By ARCHBISHOP WILTON D. GREGORY, Commentary | Published March 17, 2016 | En Español
A number of our parishes and schools celebrate a “Grandparents Day,” which honors those who are blessed to be grandparents and whose youngsters love to host them at these special Masses and public receptions. As I have come to understand more thoroughly, grandparents just delight in sharing this kind of event with their grandkids.
Whether or not our communities hold special celebrations for grandparents, all grandparents hold a very special place in the hearts of their grandchildren. I was blessed to have known three of my four grandparents and even a great-grandmother. I can appreciate personally the value that these wonderful people should hold in every family.
Grandchildren represent a blessing for their grandparents. Those kids symbolize the future for grandparents and confirm God’s blessings upon how these fine folks have flourished in raising their own kids and have passed on the gift of life and faith. Last Sunday, grandparents were handing out copies of the Gospel of St. Luke in St. Peter’s Square as a symbolic gesture intended to remind all in the piazza of the important role that grandparents play in handing on the faith to their children and grandchildren. Pope Francis has often spoken of the importance that grandparents hold in the life of the church.
One of the families here in the archdiocese that I have come to know quite well welcomed their first grandson only last year. This little guy continues to delight this couple to the point where, in jest, the grandmother once told me that she would consider “legal action” against the parents if they were ever to move away from the Atlanta area, so important has this little one already become in his grandparents’ lives. These new grandparents are thrilled to love and care for this young man and to continue their witness of faith to him and his parents.

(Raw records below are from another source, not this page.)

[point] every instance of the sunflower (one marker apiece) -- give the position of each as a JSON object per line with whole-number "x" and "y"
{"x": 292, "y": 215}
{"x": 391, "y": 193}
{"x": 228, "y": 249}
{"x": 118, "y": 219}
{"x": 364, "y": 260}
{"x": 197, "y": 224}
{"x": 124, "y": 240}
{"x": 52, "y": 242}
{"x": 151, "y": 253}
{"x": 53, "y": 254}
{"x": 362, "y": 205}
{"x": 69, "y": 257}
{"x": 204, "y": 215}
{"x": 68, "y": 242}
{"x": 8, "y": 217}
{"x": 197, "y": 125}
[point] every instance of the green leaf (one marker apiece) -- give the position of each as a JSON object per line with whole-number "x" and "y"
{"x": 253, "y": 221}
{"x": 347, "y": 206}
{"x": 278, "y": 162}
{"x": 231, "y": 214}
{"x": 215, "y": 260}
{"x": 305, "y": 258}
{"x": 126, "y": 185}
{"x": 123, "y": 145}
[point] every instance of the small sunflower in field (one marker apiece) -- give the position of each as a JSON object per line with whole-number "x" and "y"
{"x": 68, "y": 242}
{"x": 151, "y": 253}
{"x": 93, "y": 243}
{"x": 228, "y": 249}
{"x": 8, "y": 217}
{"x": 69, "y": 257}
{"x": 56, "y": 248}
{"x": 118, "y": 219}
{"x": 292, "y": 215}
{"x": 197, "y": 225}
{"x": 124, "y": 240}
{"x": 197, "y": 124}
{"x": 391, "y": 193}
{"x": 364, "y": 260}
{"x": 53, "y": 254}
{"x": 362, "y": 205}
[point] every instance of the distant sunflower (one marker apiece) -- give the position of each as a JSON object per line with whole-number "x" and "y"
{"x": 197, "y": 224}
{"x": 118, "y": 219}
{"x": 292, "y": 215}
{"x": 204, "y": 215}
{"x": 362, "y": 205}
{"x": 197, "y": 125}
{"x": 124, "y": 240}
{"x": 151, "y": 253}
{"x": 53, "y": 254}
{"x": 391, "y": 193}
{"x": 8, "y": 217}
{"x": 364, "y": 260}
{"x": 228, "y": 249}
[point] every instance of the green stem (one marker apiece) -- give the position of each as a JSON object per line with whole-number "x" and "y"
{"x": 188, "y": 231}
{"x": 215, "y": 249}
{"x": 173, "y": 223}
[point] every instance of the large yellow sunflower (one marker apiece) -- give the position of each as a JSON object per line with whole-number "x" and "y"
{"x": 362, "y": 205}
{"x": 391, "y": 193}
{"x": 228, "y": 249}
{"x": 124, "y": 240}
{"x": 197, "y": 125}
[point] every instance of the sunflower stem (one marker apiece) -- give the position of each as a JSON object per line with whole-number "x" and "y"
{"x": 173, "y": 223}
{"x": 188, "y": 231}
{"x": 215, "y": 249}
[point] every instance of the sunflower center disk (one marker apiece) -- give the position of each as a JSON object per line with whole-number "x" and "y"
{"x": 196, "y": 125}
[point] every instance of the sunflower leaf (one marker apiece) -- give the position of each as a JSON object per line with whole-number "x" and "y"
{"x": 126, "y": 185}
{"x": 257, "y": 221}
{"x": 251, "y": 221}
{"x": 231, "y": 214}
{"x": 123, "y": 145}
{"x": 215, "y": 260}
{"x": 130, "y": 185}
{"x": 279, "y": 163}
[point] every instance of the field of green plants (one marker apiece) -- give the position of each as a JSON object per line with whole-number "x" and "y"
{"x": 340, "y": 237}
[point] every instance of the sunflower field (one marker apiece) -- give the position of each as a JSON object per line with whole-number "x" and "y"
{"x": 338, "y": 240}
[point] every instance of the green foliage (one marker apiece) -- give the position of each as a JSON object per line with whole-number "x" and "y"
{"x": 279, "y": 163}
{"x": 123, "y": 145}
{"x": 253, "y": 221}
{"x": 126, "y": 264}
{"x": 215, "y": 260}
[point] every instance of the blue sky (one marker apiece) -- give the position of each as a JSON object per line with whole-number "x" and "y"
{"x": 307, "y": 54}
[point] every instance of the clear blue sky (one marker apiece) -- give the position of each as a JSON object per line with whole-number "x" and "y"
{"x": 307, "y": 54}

This past week, I felt something like a grandparent as I participated in the Eucharistic Congress for the Diocese of St. Augustine, Florida. Bishop Felipe Estevez, a cherished friend and St. Augustine’s local bishop, invited me to give a presentation at their congress. All of the members of their organizing team took the opportunity to thank me for the generous assistance that our Eucharistic Congress organizers provided for them as they designed their own congress. I was really proud to witness how many of our programs and time-tested strategies were now used in the St. Augustine Eucharistic Congress. I was particularly proud to hear of the generous assistance that our folks offered to the Diocese of St. Augustine as they began their annual congress, now in its fifth year.
The Archdiocese of Atlanta is recognized throughout the country and well beyond for the success of our Eucharistic Congresses. In all honesty, my pride was due to the successful and generous work of our own people. I basked like a proud grandpa to hear of the good work that our folks did in helping this Florida diocese begin this spiritual tradition. There were even some of our folks who came to the St. Augustine congress to assist them and to share in the festivities. It is wonderful when one local Church can assist a neighbor in achieving an important spiritual program.
We are already beginning the remote preparations for our 21st Eucharistic Congress, and I hope that you are planning to share in that event. Archbishop John F. Donoghue provided the inspiration for this now annual celebration, and as we continue that legacy, let us keep him in prayer as we ask the Lord to credit its success to his spiritual legacy.
Grandparents look upon those precious grandkids as a part of their legacy in parenting and with great pride. I’m sure that Archbishop Donoghue just beamed to know that his spiritual heritage was being replicated in the Diocese of St. Augustine—and I basked in that same legacy.